I can reliably make Steampipe hang given:
- Steampipe v0.20.7 ; did not test other versions.
- The use of the csv plugin v0.9.0 configured with two files ; no hang with v0.8.0.
- A specific poorly written query -- its result is non-deterministic ; no hang when the query is deterministic, see below.
cache = true(https://steampipe.io/docs/guides/caching#server-level-cache-settings) ; no hang when cache is disabled.- Launched interactively, without a service, through
steampipe query ./queries/tmp.sql.
Unfortunately I can't reduce the CSV files enough to publish them on Github. One is three lines long, including header, the other one is ~700 lines long. There is in both 10-15 columns. When I try to trim the files more than that, I can't reliably get Steampipe to hang anymore for some reason.

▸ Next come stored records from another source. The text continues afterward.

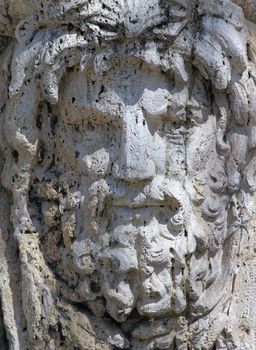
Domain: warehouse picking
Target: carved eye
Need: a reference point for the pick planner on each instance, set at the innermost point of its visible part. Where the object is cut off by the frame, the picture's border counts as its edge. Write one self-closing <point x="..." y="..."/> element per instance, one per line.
<point x="218" y="182"/>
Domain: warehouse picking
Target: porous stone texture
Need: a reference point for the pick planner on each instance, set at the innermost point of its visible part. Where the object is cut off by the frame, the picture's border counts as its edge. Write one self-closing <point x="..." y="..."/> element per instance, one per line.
<point x="128" y="161"/>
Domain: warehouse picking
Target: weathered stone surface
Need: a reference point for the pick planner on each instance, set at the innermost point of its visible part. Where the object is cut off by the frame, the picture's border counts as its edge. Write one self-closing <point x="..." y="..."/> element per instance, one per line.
<point x="128" y="163"/>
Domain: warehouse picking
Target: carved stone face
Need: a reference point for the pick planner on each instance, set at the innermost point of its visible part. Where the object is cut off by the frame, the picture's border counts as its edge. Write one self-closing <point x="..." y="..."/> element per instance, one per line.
<point x="117" y="137"/>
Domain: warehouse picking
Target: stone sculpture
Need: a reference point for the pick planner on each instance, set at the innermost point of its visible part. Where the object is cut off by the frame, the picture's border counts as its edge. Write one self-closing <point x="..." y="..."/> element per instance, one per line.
<point x="128" y="140"/>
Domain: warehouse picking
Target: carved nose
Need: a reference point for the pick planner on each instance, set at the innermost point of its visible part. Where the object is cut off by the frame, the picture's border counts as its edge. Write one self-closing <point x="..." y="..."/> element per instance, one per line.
<point x="134" y="161"/>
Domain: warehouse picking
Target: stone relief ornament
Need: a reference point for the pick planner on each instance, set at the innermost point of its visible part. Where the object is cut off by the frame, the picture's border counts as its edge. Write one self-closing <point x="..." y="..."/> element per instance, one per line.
<point x="128" y="139"/>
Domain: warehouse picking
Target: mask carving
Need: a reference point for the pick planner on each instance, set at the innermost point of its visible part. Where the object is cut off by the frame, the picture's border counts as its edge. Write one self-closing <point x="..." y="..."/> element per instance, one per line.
<point x="129" y="139"/>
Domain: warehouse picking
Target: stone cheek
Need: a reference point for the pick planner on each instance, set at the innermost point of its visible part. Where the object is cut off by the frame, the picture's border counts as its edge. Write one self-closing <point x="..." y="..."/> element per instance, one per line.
<point x="128" y="173"/>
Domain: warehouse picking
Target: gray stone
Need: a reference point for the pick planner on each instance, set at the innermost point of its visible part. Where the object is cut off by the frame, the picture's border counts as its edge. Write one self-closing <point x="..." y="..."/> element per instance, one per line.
<point x="128" y="160"/>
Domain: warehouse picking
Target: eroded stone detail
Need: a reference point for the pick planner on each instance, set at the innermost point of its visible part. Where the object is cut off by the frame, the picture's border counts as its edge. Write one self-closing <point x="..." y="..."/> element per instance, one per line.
<point x="128" y="139"/>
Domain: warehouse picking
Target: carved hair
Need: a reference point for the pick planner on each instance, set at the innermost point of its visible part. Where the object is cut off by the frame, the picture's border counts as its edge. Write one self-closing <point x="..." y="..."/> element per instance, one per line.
<point x="213" y="35"/>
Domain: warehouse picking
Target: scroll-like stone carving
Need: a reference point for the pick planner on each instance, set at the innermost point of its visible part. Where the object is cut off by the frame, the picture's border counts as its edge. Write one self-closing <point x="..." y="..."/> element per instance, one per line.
<point x="128" y="140"/>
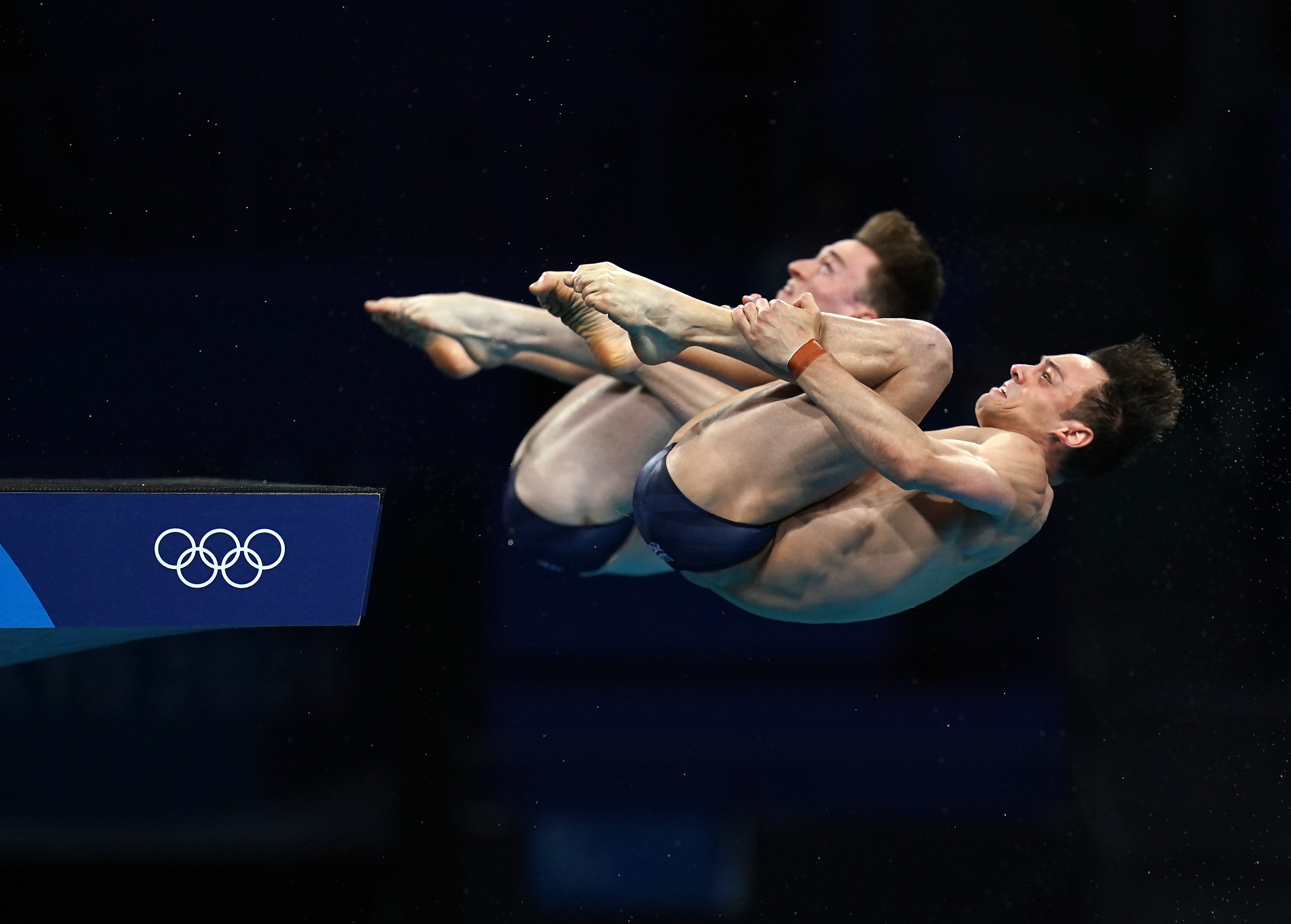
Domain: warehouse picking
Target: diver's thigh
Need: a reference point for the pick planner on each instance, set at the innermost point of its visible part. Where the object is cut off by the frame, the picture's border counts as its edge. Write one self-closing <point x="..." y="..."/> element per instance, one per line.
<point x="581" y="468"/>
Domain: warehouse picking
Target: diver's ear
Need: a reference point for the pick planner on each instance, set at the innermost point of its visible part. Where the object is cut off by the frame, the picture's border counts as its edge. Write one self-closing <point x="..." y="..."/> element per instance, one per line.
<point x="1075" y="435"/>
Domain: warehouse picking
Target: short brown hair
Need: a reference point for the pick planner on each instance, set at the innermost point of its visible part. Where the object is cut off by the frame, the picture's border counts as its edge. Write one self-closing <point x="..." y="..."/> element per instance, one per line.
<point x="908" y="282"/>
<point x="1136" y="404"/>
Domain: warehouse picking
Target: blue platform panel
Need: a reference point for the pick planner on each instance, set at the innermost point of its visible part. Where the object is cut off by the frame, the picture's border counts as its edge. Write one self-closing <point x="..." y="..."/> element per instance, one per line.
<point x="175" y="558"/>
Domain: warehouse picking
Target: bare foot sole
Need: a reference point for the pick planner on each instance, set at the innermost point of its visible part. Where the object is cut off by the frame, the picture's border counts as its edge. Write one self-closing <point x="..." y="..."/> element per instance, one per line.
<point x="654" y="315"/>
<point x="421" y="322"/>
<point x="610" y="344"/>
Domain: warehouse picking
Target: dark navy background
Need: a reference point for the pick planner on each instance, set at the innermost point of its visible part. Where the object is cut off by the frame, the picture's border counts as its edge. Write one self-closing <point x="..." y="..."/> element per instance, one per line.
<point x="91" y="560"/>
<point x="194" y="203"/>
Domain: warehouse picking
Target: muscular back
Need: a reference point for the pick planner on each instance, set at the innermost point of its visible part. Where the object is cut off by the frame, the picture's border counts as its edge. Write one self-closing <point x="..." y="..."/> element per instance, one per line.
<point x="874" y="549"/>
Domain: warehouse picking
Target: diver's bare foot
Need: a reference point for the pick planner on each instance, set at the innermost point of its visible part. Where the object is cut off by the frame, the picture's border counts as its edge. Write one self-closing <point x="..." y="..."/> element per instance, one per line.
<point x="450" y="357"/>
<point x="655" y="317"/>
<point x="610" y="344"/>
<point x="418" y="320"/>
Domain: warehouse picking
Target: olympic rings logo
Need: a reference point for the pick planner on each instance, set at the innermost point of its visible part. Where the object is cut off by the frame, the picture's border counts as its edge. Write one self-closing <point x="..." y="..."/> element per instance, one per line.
<point x="198" y="550"/>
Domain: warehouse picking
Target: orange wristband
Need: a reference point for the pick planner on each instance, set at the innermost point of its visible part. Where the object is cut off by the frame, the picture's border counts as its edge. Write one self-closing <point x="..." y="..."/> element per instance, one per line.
<point x="807" y="354"/>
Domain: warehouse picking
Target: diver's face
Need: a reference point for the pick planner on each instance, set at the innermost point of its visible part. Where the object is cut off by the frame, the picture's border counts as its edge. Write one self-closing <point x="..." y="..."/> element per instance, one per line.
<point x="834" y="277"/>
<point x="1037" y="399"/>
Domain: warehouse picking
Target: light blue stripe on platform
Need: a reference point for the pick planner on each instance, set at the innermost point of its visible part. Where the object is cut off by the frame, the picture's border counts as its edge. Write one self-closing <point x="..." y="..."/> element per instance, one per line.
<point x="20" y="607"/>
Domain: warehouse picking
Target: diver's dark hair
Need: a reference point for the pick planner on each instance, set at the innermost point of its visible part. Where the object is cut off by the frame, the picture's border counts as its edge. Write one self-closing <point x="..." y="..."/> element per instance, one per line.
<point x="1136" y="404"/>
<point x="908" y="282"/>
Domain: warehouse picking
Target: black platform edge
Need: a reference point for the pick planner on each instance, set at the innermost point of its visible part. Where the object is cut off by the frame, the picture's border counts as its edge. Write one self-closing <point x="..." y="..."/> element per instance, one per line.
<point x="176" y="486"/>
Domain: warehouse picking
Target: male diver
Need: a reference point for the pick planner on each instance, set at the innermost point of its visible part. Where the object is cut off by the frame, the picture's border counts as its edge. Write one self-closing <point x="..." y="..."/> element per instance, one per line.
<point x="568" y="500"/>
<point x="819" y="499"/>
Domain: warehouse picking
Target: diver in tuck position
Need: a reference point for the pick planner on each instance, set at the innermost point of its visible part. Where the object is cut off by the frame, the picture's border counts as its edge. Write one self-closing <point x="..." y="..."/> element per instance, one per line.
<point x="819" y="499"/>
<point x="568" y="497"/>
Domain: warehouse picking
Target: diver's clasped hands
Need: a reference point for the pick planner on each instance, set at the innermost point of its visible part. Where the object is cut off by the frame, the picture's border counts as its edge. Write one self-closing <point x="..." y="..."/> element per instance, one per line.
<point x="778" y="329"/>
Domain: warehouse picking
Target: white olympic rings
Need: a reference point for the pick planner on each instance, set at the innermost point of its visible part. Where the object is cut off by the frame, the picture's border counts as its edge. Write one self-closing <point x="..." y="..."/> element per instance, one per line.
<point x="219" y="566"/>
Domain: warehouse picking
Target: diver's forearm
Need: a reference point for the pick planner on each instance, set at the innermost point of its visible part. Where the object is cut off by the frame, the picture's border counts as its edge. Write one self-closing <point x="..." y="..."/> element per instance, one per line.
<point x="882" y="435"/>
<point x="733" y="372"/>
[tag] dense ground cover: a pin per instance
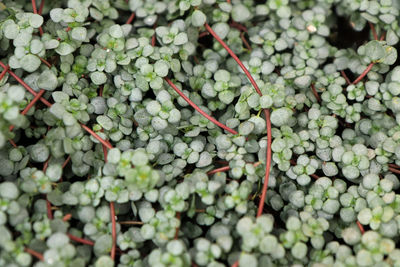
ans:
(199, 133)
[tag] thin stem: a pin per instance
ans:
(314, 176)
(107, 144)
(36, 254)
(35, 11)
(373, 30)
(32, 103)
(12, 143)
(113, 231)
(41, 7)
(178, 216)
(268, 164)
(29, 106)
(45, 62)
(48, 206)
(222, 169)
(246, 44)
(267, 117)
(105, 153)
(130, 19)
(394, 170)
(190, 102)
(80, 240)
(382, 36)
(365, 72)
(394, 166)
(202, 34)
(153, 38)
(345, 76)
(66, 162)
(4, 72)
(67, 217)
(238, 26)
(34, 6)
(360, 227)
(315, 92)
(253, 82)
(131, 223)
(26, 86)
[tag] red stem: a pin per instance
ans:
(27, 87)
(67, 217)
(4, 72)
(35, 11)
(36, 254)
(41, 7)
(394, 170)
(222, 169)
(130, 19)
(34, 6)
(345, 76)
(360, 227)
(107, 144)
(315, 92)
(394, 166)
(29, 106)
(114, 231)
(178, 216)
(365, 72)
(223, 126)
(66, 162)
(245, 41)
(373, 30)
(266, 112)
(49, 213)
(268, 165)
(202, 34)
(12, 143)
(32, 103)
(80, 240)
(238, 26)
(252, 81)
(45, 62)
(382, 36)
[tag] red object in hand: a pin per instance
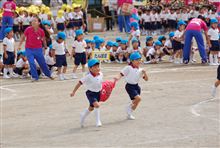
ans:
(106, 91)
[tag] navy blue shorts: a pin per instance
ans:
(80, 58)
(177, 45)
(215, 46)
(10, 60)
(60, 26)
(92, 97)
(61, 60)
(218, 73)
(133, 90)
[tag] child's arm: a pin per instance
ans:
(75, 89)
(145, 77)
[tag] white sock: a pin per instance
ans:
(211, 59)
(84, 114)
(10, 71)
(5, 71)
(97, 114)
(215, 58)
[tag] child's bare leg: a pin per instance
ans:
(135, 102)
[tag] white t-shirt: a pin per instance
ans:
(10, 43)
(49, 60)
(214, 34)
(60, 19)
(79, 46)
(168, 44)
(132, 75)
(145, 17)
(93, 83)
(20, 63)
(59, 48)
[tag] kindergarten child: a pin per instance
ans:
(93, 83)
(78, 51)
(60, 53)
(132, 74)
(213, 34)
(217, 83)
(9, 52)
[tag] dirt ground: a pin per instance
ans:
(176, 110)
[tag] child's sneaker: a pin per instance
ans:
(6, 77)
(214, 91)
(99, 124)
(74, 76)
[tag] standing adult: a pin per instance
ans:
(8, 13)
(35, 38)
(194, 29)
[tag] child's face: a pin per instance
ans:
(214, 25)
(135, 45)
(80, 37)
(95, 69)
(11, 34)
(137, 62)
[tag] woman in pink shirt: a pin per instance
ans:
(8, 14)
(194, 29)
(35, 38)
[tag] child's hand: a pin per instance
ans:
(72, 94)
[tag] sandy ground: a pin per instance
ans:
(176, 110)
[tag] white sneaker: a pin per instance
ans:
(74, 76)
(214, 91)
(64, 77)
(6, 77)
(99, 124)
(131, 117)
(60, 77)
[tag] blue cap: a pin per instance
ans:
(158, 43)
(46, 22)
(181, 22)
(87, 41)
(92, 62)
(134, 40)
(78, 32)
(160, 38)
(118, 39)
(7, 30)
(135, 25)
(115, 44)
(61, 35)
(148, 38)
(135, 56)
(213, 21)
(95, 37)
(109, 43)
(124, 42)
(171, 34)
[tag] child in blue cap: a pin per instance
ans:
(79, 52)
(60, 54)
(9, 53)
(132, 74)
(93, 83)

The CSV files are of poor quality, some fields are quoted, not others. I have duplicate datas in all columns, and I suspect that there is an issue with the cache logic somehow around this.
The pseudonymized query is like this:
WITH tmp_table as (
SELECT
"AccountId" as account_id,
"BusinessGroup" as business_group
FROM
csv."MYCSVfile"
)
SELECT
acclist.id as account_id,
(SELECT business_group from tmp_table WHERE tmp_table.account_id=acclist.id LIMIT 1) as bg
FROM
csv."accounts" acclist /* list of accounts updated by generateSteampipeConfig.py */
Non-deterministic subquery:
- When I replace
SELECT business_group from tmp_table WHERE tmp_table.account_id=acclist.id LIMIT 1bySELECT MAX(business_group) from tmp_table WHERE tmp_table.account_id=acclist.id, then I do not experience the freeze. - Alternatively, if I replace
WITH tmp_table as (byWITH tmp_table as MATERLIZED (, then I do not experience the freeze.
I have stashed an acceptance test locally (on this model) that reproduces the issue, if you'd like me to try another build. It runs on a debian machine and I run it through ~/steampipe/tests/acceptance$ ./run-local.sh ajoga.bats.
The hanging is such that even to get back my shell when I launch the test, I have to run $ killall steampipe && killall postgres && killall steampipe-plugin-csv.plugin in an other shell (advise welcome on how to tune bats to handle that ; export BATS_TEST_TIMEOUT=20 in the setup_file of the bats file didn't do it)
the CSV files are of poor quality, some fields are quoted, not others.
I wonder if a preprocessing step, for example using the Python module's QUOTE_ALL, would make a difference.
WITH tmp_table as MATERIALIZED
Interesting. There are cases where a seemingly unnecessary ORDER BY (https://github.com/turbot/steampipe/issues/968) influences the query planner in ways that fix an otherwise failing query. We suspect that AS MATERIALIZED can have a similar influence in some cases.